Maybe that's a bit harsh, but my most recent foray into young adult fiction has revealed a troubling fact: the John Green effect is real, everyone is clamoring for the next big bummer, and after the success of The Fault in Our Stars we've only seen the tip of a new category of teen flicks riddled with cancer, dead siblings, dead best friends, accidental death, repressed abuse, missing people, and every downer of a topic in between. The worst part, though, is that these texts frequently are not able to situate the tragedies they're writing about comfortably within the narrative or justify their being present. They feel like piecemeal aggregates of concepts: the quirky protagonist the author really wanted to write clashing with, perhaps, the fringe tragedy their agent has assured will sell more copies. The result is that the dead-or-dying protagonist has become the new, gender neutral version of the manic pixie dream girl: they are a catalyst to bring about a change, a journey, a revelation. They are there to make normal teenage kids into "better people." Me and Earl and the Dying Girl is nothing if not that story, already too familiar in its motions. And while it uses the leukemia-stricken character of the title more effectively than most of its ilk, as I watched the film I had one repeating thought: why the hell is there a dying girl in this movie at all?
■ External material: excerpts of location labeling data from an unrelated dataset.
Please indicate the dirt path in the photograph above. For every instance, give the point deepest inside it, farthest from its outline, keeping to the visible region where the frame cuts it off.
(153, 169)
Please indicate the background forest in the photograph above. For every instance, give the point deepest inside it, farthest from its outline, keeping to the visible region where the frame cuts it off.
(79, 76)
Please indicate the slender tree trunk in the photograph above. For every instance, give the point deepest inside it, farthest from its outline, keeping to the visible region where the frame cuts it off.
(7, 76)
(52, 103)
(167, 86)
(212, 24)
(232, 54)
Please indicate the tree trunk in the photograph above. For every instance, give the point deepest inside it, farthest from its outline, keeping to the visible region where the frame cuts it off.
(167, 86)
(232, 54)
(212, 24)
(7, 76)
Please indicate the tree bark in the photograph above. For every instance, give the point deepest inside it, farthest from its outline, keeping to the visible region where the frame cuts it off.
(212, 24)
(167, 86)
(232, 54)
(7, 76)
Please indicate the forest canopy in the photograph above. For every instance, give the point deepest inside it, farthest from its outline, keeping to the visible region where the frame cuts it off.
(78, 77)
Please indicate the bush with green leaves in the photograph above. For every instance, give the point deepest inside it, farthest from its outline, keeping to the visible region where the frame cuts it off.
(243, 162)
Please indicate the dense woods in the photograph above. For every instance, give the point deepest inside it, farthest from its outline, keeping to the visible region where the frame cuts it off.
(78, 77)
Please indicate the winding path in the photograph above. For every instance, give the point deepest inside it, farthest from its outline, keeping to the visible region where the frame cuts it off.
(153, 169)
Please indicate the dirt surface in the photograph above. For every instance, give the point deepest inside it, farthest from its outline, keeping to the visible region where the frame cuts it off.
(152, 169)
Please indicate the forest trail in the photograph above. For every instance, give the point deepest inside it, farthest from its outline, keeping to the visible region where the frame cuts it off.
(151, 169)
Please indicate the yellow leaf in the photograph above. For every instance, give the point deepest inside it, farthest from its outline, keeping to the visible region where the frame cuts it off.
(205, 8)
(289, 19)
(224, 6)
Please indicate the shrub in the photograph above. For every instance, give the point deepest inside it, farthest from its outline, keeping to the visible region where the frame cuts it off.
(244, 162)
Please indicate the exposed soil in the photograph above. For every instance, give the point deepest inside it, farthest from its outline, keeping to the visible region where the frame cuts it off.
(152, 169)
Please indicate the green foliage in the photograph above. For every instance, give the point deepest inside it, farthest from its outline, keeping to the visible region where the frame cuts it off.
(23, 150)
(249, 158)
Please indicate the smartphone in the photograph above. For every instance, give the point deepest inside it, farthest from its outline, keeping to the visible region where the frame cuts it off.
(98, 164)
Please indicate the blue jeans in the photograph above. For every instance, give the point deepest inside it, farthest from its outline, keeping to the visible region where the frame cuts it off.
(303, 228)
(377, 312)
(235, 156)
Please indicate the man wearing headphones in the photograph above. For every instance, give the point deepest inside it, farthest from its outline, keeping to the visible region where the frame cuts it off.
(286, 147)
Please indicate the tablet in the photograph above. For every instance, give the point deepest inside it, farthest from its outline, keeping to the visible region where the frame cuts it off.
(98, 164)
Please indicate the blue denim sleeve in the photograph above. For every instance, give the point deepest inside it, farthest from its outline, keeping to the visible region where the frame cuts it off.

I'm not saying that the dying girl isn't deeply sad, nor am I saying that the film doesn't manage to use that element as an effective means of triggering the feels. Generally, it does these things far more honestly and with a softer hand than - say- The Fault in Our Stars. The depiction of leukemia here is wholly believable, and as Rachel, actress Olivia Cooke serves her time and offers a wrenching performance appropriately weighted with depression, bitterness, and confusion. But - and try to follow me here - why she gotta be dying? I'm not howling at the injustice, some bawling fan crying "Oh, it's so unfair that she's dying," I'm saying the fact of her dying is kinda tacked on, an extraneous element that suggests the novel's author and the filmmaker's maybe aren't aware that they don't need a fatal illness to add depth to an already unique story.
See, the thing about Me and Earl and the Dying Girl is that at its core it's a coming of age film about a self-conscious, overly critical kid figuring out that he might just have things and people that he's passionate about - and that it's ok to let them in. The "Me" of the title is Greg (Thomas Mann), another self-reflexive, sarcastic narrator in the long tradition of fourth wall breaking adolescents. Greg has academic parents (Nick Offerman and Connie Britton) who surround him with books, art house films, and exotic foods. Their house is a clutter of Criterion Collection discs, and from this Greg has developed a hobby of producing short films parodying (or Sweding) classics with Earl (RJ Cyler), who he refers to as his "co-worker." Greg tries his best to stay afloat in high school by avoiding attachments and exchanging friendly words with each level of the social hierarchy, a position he maintains by hiding out at lunchtime in the hip history teacher's office watching more old films with Earl. Out of nowhere, Greg is informed that Rachel, a girl he is minimally acquainted with, has been diagnosed with leukemia. For reasons unknown, his mother insists that he spend time with her and attempt to befriend her. Slowly but surely, he does.
What I have trouble with, though, is that part of the story's ability to keep Rachel and Greg at arm's length seems built in to the terminal illness narrative: Greg is aware this can't go anywhere, so doesn't pursue her. We are told at several points that "this is not a love story," and yet it is the tale of a platonic love, and one that could absolutely function without having Rachel stuck with a death sentence. There are any number of reasons she might need a friend, any number of reasons why they could still assume a romance had no future, and any number of reasons why it would be important for Greg and Earl to attempt to make a special film just for her. Being a teenager is hard, man, hard enough without leukemia. As it stands, everything really good and special about this film isn't given its share of screen time. The narrative suffers the same terminal illness when, instead, we could have a vibrant, lovingly crafted movie about three people who realize they can just be friends without forced romances, without concluding at prom, without all the other bullshit. Really, that should be enough.